Updated: 02/19/2015 10:40 AM
Created: 06/26/2013 5:29 PM KSTP.com
By: Leslie Dyste
There's plenty for gay marriage supporters to celebrate, but it's short of a complete victory.
As University of Minnesota Professor Timothy R. Johnson explained, "this is not a done deal at all." Johnson says the Supreme Court decisions won't immediately change much for same-sex couples in Minnesota.
Some changes will take effect when same-sex couples can legally marry on Aug. 1. Johnson says the changes mostly fall into a few key categories -- income taxes, estate taxes and federal benefits like social security. But when it comes to benefits through a private employer, like health insurance, things get tricky.

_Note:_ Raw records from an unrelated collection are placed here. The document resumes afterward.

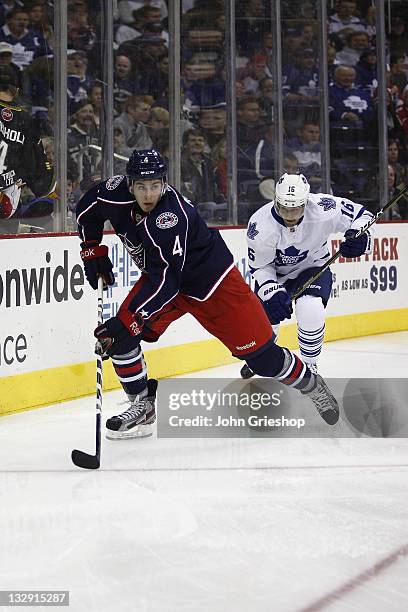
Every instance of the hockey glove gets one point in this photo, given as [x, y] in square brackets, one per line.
[118, 335]
[96, 263]
[353, 247]
[278, 306]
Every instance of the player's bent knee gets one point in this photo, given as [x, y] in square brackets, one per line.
[269, 362]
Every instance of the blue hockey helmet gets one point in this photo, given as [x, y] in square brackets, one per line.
[146, 164]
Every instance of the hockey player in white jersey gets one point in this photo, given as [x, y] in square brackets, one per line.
[287, 245]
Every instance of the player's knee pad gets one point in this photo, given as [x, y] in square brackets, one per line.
[310, 312]
[269, 362]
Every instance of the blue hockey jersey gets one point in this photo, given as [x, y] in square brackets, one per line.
[172, 245]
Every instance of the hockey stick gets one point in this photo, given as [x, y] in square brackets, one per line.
[246, 371]
[361, 231]
[79, 458]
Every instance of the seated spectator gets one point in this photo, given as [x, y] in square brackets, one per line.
[95, 97]
[290, 163]
[356, 43]
[126, 8]
[120, 148]
[349, 104]
[301, 78]
[212, 122]
[82, 133]
[81, 35]
[393, 160]
[255, 70]
[265, 99]
[26, 44]
[39, 21]
[207, 87]
[197, 171]
[133, 122]
[366, 71]
[76, 79]
[345, 18]
[402, 114]
[158, 127]
[219, 159]
[6, 59]
[250, 127]
[141, 16]
[123, 82]
[307, 150]
[397, 78]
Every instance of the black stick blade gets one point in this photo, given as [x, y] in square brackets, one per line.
[88, 462]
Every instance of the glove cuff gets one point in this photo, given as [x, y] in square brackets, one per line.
[266, 291]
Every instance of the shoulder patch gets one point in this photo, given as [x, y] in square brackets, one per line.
[252, 231]
[114, 181]
[327, 203]
[166, 220]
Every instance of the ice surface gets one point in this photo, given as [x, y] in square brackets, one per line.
[216, 525]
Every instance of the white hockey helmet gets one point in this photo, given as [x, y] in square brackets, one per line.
[292, 191]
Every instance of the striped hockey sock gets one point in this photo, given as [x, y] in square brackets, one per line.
[132, 372]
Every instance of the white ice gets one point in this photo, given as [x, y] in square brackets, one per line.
[216, 525]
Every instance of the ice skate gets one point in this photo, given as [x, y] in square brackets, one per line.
[312, 367]
[324, 401]
[137, 420]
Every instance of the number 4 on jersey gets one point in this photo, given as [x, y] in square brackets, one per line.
[177, 249]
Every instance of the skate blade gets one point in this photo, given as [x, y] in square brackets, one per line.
[141, 431]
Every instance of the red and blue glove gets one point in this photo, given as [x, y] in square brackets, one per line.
[354, 247]
[119, 335]
[278, 305]
[96, 263]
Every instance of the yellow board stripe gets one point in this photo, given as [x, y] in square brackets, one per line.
[36, 389]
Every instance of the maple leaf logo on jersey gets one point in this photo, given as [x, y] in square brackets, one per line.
[289, 256]
[252, 231]
[136, 252]
[327, 203]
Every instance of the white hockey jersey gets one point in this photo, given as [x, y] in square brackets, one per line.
[277, 253]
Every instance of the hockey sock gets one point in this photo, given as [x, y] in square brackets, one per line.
[311, 327]
[131, 370]
[283, 365]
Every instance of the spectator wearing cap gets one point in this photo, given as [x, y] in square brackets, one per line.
[366, 71]
[348, 104]
[356, 43]
[6, 6]
[301, 78]
[133, 122]
[26, 44]
[345, 18]
[127, 8]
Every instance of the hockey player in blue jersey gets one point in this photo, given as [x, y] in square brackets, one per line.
[287, 245]
[186, 268]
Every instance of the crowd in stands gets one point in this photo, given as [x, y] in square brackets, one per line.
[141, 90]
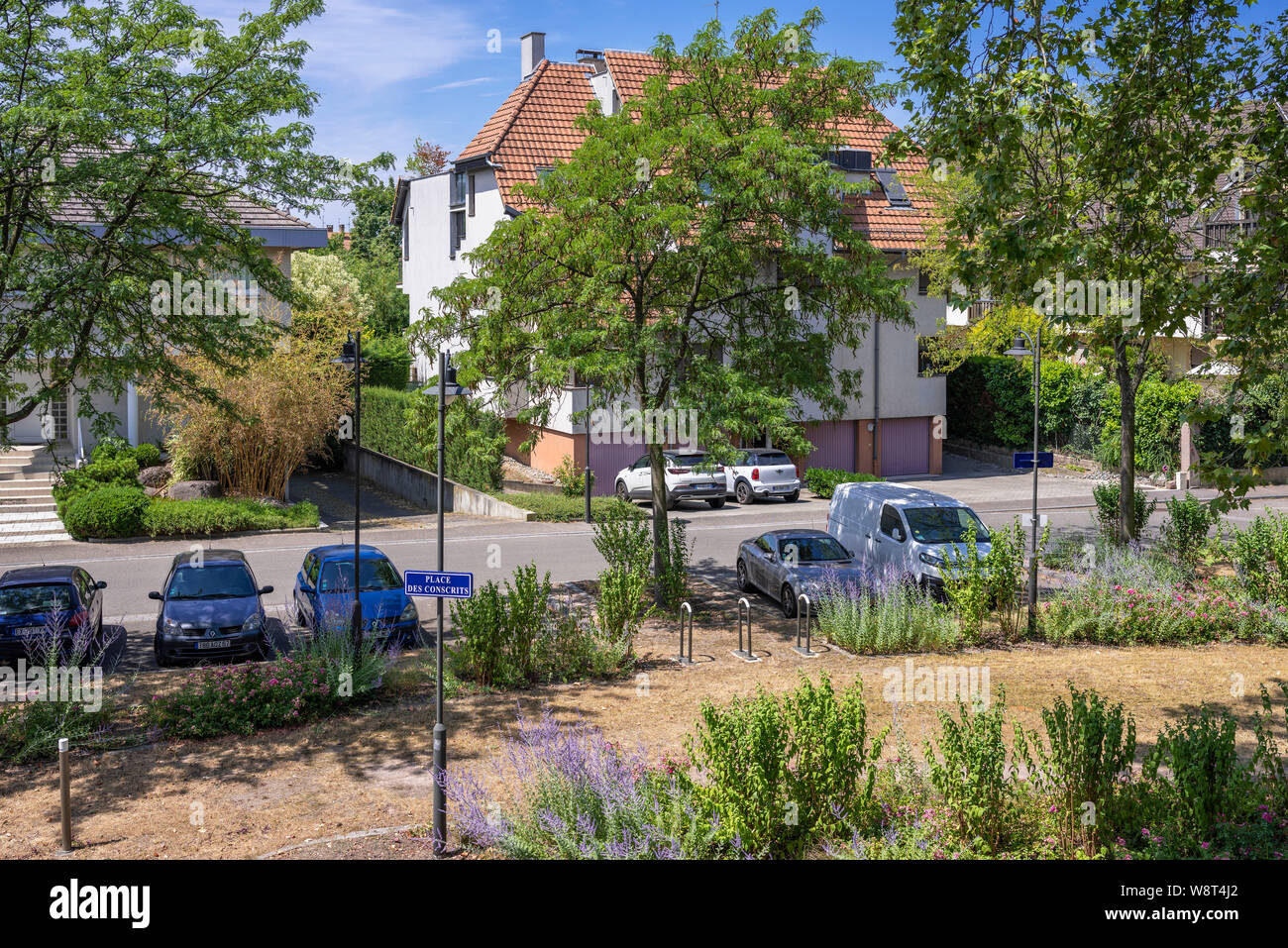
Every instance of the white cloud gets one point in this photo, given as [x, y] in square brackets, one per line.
[460, 84]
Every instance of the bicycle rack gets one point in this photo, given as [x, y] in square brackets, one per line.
[686, 609]
[806, 652]
[746, 655]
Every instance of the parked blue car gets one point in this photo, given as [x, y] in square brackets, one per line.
[38, 600]
[210, 609]
[323, 592]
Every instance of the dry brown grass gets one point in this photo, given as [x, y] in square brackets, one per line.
[369, 769]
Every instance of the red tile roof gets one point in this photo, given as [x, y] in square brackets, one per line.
[535, 128]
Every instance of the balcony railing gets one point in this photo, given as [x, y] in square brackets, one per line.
[1224, 233]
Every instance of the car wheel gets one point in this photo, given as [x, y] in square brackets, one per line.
[789, 600]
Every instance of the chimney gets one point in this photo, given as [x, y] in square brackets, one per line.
[533, 47]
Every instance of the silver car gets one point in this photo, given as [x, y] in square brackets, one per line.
[786, 563]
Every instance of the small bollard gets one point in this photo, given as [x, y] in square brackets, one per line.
[686, 609]
[64, 780]
[806, 652]
[745, 653]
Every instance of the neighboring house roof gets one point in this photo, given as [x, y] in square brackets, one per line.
[536, 128]
[274, 227]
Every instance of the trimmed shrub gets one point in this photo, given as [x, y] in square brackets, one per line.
[108, 511]
[823, 480]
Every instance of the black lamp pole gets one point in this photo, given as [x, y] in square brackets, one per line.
[356, 631]
[439, 725]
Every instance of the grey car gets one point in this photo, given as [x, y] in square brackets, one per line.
[786, 563]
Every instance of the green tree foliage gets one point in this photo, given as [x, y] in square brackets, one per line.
[154, 119]
[683, 258]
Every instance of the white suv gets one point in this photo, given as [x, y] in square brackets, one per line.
[759, 473]
[688, 476]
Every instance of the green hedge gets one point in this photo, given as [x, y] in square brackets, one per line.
[823, 480]
[223, 515]
[108, 511]
[404, 425]
[991, 401]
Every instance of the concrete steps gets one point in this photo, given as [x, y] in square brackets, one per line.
[27, 510]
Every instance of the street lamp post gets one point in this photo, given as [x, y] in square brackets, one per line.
[352, 355]
[1022, 347]
[446, 391]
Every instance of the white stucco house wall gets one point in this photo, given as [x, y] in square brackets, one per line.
[896, 428]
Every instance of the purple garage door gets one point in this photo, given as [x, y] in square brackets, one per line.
[605, 460]
[905, 446]
[833, 445]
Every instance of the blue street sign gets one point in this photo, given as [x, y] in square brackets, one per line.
[1024, 460]
[446, 584]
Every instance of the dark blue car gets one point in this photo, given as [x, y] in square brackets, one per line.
[323, 592]
[210, 609]
[39, 600]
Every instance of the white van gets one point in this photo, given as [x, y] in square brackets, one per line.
[902, 530]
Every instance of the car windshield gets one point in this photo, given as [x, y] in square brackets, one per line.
[30, 600]
[690, 460]
[211, 581]
[376, 575]
[777, 458]
[944, 524]
[811, 549]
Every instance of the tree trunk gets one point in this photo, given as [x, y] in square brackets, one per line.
[1127, 451]
[657, 466]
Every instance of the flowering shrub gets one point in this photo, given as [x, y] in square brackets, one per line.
[245, 698]
[580, 796]
[1121, 614]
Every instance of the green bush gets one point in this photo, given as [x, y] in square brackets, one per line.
[558, 509]
[147, 455]
[823, 480]
[387, 363]
[971, 777]
[1090, 747]
[1185, 530]
[1107, 509]
[784, 775]
[245, 698]
[514, 638]
[206, 517]
[897, 617]
[1160, 407]
[108, 511]
[1260, 556]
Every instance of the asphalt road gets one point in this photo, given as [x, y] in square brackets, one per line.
[492, 549]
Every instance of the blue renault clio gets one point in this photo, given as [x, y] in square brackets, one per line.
[323, 592]
[210, 609]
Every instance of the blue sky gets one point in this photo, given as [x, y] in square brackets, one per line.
[391, 69]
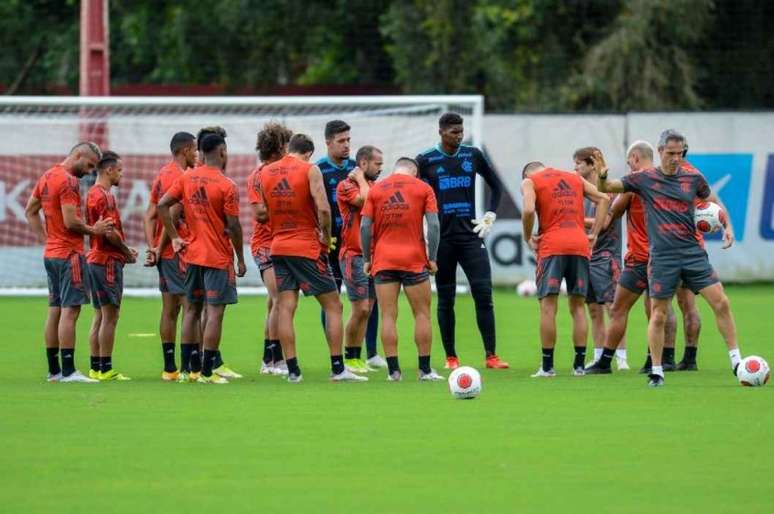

"Your private company, if you work for a private company, does not necessarily have to give you those benefits," Johnson explained.
He thinks more litigation will have to be filed before private companies are forced to act.
"I can almost guarantee you those lawsuits are probably being initiated today or tomorrow or within the next week or so," he said.
It's a different story if someone in a same-sex relationship is a federal employee. In that case, federal benefits, including health insurance, will be made available to married same-sex couples.
Overall, Johnson says the court rulings represent an important step for Minnesota's same-sex couples -- but it's not the end of the road.
"The story has not ended," he said. "Period. It hasn't ended, but the momentum is clearly in favor of legalizing gay marriage for the entire country within the coming years."
Johnson thinks an eventual Supreme Court decision that would legalize gay marriage throughout the country is likely. However, he says the ruling would probably be a result of new litigation and would therefore be about three to five years away.